Dredge samples from the Chukchi Borderland: Implications for paleogeographic reconstruction and tectonic evolution of the Amerasia Basin of the Arctic
2016
The Chukchi Borderland is a large bathymetric high that extends from the Alaskan Chukchi Shelf into the Amerasia Basin of the Arctic Ocean. Widely interpreted to be underlain by continental crust, the Chukchi Borderland has played a pivotal role in plate reconstructions of the Arctic, despite the fact that its geologic nature, origin and evolution are largely unknown.

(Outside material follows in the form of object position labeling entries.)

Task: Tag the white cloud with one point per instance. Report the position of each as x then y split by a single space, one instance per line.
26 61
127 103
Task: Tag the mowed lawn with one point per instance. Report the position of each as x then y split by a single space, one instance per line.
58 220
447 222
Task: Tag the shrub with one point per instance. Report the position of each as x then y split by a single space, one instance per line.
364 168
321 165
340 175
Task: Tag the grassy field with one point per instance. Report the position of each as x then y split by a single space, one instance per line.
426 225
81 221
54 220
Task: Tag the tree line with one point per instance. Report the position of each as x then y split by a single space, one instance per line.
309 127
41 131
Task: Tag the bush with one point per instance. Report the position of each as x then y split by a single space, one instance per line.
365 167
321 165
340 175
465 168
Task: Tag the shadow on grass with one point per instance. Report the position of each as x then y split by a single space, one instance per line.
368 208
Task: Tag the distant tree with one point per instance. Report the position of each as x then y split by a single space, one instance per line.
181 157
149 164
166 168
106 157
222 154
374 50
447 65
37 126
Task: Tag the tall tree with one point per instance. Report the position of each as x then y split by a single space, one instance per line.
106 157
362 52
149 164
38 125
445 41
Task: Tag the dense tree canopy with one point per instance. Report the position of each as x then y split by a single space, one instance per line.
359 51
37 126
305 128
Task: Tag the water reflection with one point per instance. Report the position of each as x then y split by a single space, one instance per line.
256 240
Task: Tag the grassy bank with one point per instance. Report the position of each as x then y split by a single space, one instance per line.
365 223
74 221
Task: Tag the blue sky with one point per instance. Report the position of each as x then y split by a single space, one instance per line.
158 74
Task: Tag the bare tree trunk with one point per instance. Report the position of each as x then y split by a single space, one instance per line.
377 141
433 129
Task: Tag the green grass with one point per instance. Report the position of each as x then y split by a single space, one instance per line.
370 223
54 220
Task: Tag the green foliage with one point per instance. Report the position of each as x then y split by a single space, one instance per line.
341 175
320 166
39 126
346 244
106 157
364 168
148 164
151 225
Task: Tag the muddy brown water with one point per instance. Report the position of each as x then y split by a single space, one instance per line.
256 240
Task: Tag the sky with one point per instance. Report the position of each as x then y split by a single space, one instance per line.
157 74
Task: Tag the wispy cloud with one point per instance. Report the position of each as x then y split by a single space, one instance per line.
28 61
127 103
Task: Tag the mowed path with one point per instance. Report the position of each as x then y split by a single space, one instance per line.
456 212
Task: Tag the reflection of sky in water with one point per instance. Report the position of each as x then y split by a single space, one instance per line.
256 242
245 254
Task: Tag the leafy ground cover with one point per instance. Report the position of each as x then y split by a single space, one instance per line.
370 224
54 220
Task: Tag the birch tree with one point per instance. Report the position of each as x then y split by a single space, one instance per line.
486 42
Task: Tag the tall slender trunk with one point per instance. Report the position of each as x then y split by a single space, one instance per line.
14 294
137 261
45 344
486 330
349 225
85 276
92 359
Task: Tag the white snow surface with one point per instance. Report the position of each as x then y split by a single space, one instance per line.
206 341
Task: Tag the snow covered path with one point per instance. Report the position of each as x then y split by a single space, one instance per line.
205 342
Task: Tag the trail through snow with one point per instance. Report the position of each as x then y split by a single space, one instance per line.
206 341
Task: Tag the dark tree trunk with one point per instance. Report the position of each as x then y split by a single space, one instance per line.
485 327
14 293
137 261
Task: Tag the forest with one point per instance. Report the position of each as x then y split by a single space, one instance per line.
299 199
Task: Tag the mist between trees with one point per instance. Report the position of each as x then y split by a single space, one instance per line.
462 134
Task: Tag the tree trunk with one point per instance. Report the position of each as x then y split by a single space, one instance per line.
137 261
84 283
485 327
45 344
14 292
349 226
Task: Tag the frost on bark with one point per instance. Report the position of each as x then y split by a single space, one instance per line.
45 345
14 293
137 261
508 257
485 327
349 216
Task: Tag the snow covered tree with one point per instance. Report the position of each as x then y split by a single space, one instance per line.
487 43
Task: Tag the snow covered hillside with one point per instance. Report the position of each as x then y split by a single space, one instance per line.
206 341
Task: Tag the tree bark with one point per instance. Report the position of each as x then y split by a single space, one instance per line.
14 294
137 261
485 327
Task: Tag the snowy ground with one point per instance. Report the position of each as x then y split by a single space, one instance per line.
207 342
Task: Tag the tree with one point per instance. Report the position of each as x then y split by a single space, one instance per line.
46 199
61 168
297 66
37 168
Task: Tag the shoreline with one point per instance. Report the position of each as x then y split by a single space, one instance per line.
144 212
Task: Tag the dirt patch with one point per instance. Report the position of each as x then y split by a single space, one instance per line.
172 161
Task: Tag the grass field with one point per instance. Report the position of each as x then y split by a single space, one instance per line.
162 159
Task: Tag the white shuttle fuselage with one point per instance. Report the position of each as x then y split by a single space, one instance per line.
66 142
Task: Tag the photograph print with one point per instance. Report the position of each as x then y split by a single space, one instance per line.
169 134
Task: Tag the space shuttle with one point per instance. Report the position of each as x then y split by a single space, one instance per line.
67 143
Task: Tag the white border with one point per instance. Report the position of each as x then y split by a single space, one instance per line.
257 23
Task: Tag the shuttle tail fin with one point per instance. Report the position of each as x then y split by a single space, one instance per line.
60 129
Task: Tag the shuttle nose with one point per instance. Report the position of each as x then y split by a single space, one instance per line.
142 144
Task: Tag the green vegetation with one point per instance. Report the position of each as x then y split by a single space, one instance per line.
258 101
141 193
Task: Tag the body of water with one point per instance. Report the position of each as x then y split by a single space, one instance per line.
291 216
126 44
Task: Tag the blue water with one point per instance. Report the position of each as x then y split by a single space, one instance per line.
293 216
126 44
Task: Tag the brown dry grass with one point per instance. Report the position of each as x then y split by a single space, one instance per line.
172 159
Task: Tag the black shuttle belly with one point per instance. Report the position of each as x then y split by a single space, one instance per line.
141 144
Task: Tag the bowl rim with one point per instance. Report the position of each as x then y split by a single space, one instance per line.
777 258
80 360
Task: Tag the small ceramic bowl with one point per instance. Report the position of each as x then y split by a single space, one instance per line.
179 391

We present new lithologic descriptions, along with U-Pb, 40Ar/39Ar, and apatite fission track analyses, for rocks dredged from the Chukchi Borderland. These new results provide constraints on the Chukchi Borderland9s crustal architecture, Paleozoic evolution, and pre-Cretaceous paleogeographic position prior to the formation of the Amerasia Basin. Based on the location and nature of dredged rocks, the Chukchi Borderland comprises at least two distinct terranes, juxtaposed by the proposed Chukchi Borderland fault zone. Early Paleozoic units recovered from Northwind Ridge in the eastern Chukchi Borderland consist of low-grade metasedimentary rocks with a Laurentian detrital zircon signature that is statistically indistinguishable from that of Cambrian age units of the Franklinian passive margin exposed on Ellesmere Island in the Canadian Arctic Archipelago. In contrast, high-grade gneisses and amphibolites dredged from the Chukchi Plateau in the central Chukchi Borderland yield U-Pb and 40Ar/39Ar ages that suggest an affinity with rock units of the Pearya terrane of Arctic Canada. U-Pb and 40Ar/39Ar ages reveal a Paleozoic tectonic history beginning in Early Cambrian to Early Ordovician time with subduction/arc-related high-T metamorphism. Intrusive relationships indicate that Late Ordovician to Silurian orthogneisses intruded the high-T units within an arc setting. Devonian exhumation of these high-grade units is recorded by U-Pb dating of sphene and 40Ar/39Ar thermochronology of micas and potassium feldspar. The exhumation of the high-grade rocks was coeval with the deposition of coarse-grained sediments bearing detrital zircon compositions similar to Silurian foreland basin sediments deposited in Pearya, as well as with greenschist facies metamorphism of metasedimentary rocks dredged from Northwind Ridge. The new data suggest paleogeographic restoration of the Chukchi Borderland to a position adjacent to Ellesmere and Axel Heiberg islands prior to Amerasia Basin rifting. This pre-rift position supports and refines the widely cited rotational models for opening of the Canada Basin.